Rose Island is an interesting little slice of filmmaking, blending the usual themes of privacy, identity, and surveillance with a fresh approach that very few movies try. Shot on location in the rural South Carolina hamlet of Isle of Palms, this movie follows the everyday life of 20-year-old David (Dees Rees), who moves to the small town with his mother and brother when he was seven. The arrival of his older sister, Ariel (Haylie Duff), heralds the start of a new chapter in their family life, but David is torn between accepting his destiny in society as a family man and his desire to pursue his own dreams. As summer rolls on and the townspeople bicker over David's sexuality, he wants to pursue his true path...
As the title suggests, Rose Island tells its story through the eyes of its protagonist, a real life search and rescue engineer from Los Angeles who have just gotten out of a very bad experience in Hawaii. As you would expect, much of the film is spent in and around the sleepy town of Rose Island, a place that exists mostly in the memories of its citizens. The search for the father of David takes place primarily through the eyes and ears of the town's sole resident, Officer Joe Caputo (Daryl Hannah). As the name of the movie implies, caputo is a Rose Island local and the closest thing to a town cop.
However, the search for the father of David takes an odd twist when David runs into an FBI agent in Hawaii who asks him to go on a full-fledged investigation into the suspicious activities of his family. With a strong sense of duty and patriotism, the reluctant young man agrees - but only if he can remain free to spend the time he needs on the island. The movie takes a subtle approach to the plot, building its tale over several days rather than forcing it to unfold in a single afternoon.

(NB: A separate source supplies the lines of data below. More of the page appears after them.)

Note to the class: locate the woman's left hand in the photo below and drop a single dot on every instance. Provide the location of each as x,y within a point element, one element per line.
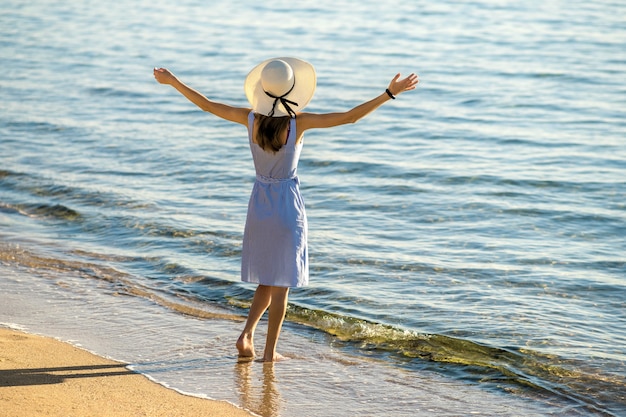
<point>164,76</point>
<point>397,86</point>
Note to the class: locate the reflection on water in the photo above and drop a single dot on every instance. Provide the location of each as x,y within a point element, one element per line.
<point>257,388</point>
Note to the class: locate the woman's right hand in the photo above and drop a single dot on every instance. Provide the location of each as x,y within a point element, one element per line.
<point>164,76</point>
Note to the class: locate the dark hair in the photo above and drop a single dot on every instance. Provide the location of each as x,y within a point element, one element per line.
<point>269,132</point>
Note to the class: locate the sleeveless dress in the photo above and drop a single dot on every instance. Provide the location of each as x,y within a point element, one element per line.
<point>275,236</point>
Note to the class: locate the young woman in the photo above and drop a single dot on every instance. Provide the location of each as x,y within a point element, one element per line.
<point>274,254</point>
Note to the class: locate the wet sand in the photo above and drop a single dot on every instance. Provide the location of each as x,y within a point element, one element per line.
<point>42,376</point>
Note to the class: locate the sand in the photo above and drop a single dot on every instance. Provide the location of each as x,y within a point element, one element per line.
<point>40,376</point>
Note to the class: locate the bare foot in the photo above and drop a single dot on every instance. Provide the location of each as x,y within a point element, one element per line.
<point>245,346</point>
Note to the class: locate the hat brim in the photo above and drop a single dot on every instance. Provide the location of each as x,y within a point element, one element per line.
<point>302,92</point>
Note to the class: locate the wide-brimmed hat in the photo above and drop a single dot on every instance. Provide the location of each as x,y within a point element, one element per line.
<point>280,86</point>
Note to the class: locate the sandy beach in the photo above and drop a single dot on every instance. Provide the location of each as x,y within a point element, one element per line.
<point>40,376</point>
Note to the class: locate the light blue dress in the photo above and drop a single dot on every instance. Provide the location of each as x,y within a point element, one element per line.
<point>275,236</point>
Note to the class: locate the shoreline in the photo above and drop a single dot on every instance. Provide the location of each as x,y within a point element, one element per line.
<point>44,376</point>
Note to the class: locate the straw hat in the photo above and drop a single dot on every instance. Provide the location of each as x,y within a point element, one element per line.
<point>280,86</point>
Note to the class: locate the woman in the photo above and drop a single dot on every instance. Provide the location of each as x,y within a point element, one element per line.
<point>274,254</point>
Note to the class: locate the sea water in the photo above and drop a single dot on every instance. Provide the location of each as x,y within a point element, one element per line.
<point>467,240</point>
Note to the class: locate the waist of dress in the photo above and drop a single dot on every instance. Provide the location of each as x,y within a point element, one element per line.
<point>270,180</point>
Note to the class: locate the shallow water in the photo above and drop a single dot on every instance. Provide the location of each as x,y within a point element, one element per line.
<point>467,240</point>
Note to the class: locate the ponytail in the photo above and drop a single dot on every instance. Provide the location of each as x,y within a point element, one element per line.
<point>269,132</point>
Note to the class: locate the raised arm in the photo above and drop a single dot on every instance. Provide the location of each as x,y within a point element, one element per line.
<point>233,114</point>
<point>397,86</point>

This deliberate lack of development leaves the viewer eager to see how David gets out of the island and why he feels the need to cooperate with the authorities. In fact, the whole reason for the investigation into the island comes in the form of a dream sequence, one that lingers in the mind long after the credits roll
Much of the movie's appeal lies in the performances of both Caputo and Hannah. Caputo is quite simply great as the stoic, yet humane character of Rose Island. His German accent is perfect for this role as are his expressions of pain and discomfort as David struggles to uncover the identity of the mysterious figure on the Island. Hannah, meanwhile, is entirely convincing as the clueless David. Her simple words and expressions capture the character's feeling of confusion and lack of confidence in regards to his true identity and the reasons for leaving Hawaii. Combined with some excellent music, the movie definitely brings a welcomed change to the otherwise generic genre of Italian movies.

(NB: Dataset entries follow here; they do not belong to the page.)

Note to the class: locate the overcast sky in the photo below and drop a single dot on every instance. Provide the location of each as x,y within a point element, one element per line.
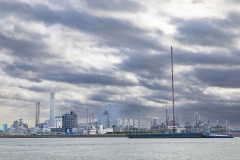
<point>91,53</point>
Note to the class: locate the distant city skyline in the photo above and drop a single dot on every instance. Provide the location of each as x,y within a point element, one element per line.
<point>93,53</point>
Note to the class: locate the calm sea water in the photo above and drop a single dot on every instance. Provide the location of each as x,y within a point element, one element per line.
<point>118,149</point>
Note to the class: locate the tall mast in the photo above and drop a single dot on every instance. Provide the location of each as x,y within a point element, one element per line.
<point>174,129</point>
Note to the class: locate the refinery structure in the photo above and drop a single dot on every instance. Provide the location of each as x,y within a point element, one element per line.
<point>108,121</point>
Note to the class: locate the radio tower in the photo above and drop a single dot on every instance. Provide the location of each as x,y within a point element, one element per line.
<point>174,129</point>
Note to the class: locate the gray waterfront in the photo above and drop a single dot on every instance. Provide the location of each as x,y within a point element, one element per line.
<point>118,148</point>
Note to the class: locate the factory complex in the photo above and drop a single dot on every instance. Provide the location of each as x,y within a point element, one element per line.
<point>106,122</point>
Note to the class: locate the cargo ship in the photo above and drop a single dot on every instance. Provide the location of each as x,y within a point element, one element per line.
<point>208,135</point>
<point>166,135</point>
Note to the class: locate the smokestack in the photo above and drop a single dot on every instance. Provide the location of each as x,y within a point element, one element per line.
<point>21,118</point>
<point>52,110</point>
<point>37,114</point>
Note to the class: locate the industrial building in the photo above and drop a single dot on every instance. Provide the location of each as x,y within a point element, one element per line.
<point>5,127</point>
<point>69,121</point>
<point>109,116</point>
<point>52,110</point>
<point>37,114</point>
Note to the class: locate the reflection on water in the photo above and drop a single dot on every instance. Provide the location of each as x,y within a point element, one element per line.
<point>118,148</point>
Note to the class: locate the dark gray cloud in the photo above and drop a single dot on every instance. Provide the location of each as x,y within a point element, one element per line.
<point>225,78</point>
<point>115,5</point>
<point>113,32</point>
<point>87,78</point>
<point>33,58</point>
<point>208,32</point>
<point>25,49</point>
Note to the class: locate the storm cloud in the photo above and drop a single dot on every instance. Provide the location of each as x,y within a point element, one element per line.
<point>92,53</point>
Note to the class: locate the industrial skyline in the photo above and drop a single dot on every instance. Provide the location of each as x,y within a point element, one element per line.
<point>94,53</point>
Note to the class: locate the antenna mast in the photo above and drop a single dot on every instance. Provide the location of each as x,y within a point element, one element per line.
<point>174,129</point>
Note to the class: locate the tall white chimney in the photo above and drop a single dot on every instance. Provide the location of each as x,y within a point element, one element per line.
<point>52,110</point>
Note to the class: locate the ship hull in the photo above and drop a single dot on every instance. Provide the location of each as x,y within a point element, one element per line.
<point>216,136</point>
<point>169,135</point>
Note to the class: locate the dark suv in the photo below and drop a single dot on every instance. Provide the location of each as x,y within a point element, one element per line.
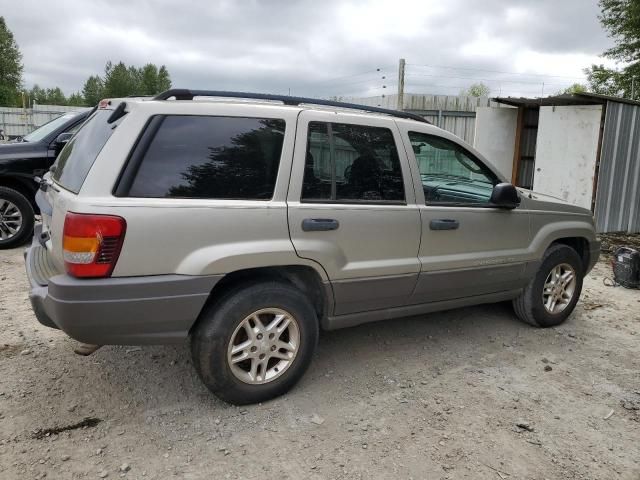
<point>20,163</point>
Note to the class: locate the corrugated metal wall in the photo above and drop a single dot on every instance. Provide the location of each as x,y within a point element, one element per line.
<point>456,114</point>
<point>618,192</point>
<point>21,121</point>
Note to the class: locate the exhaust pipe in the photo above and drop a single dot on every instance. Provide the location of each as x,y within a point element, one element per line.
<point>85,349</point>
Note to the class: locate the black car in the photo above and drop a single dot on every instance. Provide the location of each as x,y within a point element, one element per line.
<point>20,163</point>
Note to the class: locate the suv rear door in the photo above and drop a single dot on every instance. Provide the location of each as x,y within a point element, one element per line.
<point>355,212</point>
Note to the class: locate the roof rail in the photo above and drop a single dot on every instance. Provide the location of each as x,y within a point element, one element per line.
<point>185,94</point>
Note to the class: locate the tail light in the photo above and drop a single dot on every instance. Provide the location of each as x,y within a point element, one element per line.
<point>91,244</point>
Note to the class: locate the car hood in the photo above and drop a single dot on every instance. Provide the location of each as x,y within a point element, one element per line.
<point>11,151</point>
<point>539,201</point>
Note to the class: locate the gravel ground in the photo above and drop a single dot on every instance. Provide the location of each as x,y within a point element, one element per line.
<point>470,393</point>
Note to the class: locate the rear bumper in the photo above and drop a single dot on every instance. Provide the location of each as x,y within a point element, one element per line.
<point>117,311</point>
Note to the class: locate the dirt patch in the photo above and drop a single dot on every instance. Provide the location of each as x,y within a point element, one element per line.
<point>469,393</point>
<point>11,350</point>
<point>612,241</point>
<point>88,422</point>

Overall, the movie was a hit with the international audience. Not only is the story good but the way in which it was depicted was also very accurate to the original story. The message was clear: although Rose Island may not be a true story, its message was very true to the general public's view on Italy and the Italian authorities' response to the crisis on rose island. This makes the film a fun watch for anyone who has been to Italy or is currently taking vacations there.

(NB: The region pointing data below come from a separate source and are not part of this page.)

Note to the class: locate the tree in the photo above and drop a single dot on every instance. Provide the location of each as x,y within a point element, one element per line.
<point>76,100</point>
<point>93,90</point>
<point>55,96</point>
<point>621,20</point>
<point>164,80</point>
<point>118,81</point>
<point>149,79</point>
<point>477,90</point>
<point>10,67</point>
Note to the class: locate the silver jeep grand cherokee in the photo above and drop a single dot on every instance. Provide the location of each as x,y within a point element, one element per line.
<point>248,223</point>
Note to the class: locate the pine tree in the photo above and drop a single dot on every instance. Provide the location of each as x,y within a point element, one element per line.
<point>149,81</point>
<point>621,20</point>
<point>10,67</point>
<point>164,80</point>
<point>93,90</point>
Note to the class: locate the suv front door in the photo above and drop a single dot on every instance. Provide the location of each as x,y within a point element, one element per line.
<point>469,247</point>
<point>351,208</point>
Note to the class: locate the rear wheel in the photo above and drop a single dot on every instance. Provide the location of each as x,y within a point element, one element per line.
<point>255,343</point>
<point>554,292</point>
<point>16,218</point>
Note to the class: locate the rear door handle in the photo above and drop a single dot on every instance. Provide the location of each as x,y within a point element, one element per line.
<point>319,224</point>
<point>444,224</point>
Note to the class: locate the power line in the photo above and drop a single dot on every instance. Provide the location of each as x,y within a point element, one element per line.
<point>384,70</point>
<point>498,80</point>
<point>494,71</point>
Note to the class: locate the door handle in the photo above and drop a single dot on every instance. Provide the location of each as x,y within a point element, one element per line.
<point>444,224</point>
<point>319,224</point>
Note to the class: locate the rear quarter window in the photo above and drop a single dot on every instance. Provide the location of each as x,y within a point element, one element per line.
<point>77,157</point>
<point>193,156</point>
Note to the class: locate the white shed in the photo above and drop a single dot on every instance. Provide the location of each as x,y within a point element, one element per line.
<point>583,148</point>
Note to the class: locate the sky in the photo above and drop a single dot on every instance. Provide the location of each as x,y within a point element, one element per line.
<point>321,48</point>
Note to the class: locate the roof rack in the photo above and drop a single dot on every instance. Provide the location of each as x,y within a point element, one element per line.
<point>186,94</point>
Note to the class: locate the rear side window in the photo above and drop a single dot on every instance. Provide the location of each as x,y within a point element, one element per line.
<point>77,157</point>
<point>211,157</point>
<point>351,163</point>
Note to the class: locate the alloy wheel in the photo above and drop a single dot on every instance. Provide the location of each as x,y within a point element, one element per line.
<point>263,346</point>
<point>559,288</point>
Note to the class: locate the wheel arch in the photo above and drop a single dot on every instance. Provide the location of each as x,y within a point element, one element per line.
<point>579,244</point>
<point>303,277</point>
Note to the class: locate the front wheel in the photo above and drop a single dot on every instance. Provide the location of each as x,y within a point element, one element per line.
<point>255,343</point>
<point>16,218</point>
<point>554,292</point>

Overall, Rose Island is well worth your time for those looking for a good, true story about the real Italy. Although the film failed at the box office, it makes up for that with excellent acting, music, and more importantly, the message that the movie tries to deliver. This is an enjoyable and educational movie that gives a glimpse into the inner workings of an Italian island resort and what people are going through to get their economy back on track. I recommend this new film to anyone who hasn't seen it and would love to know what the fuss is all about.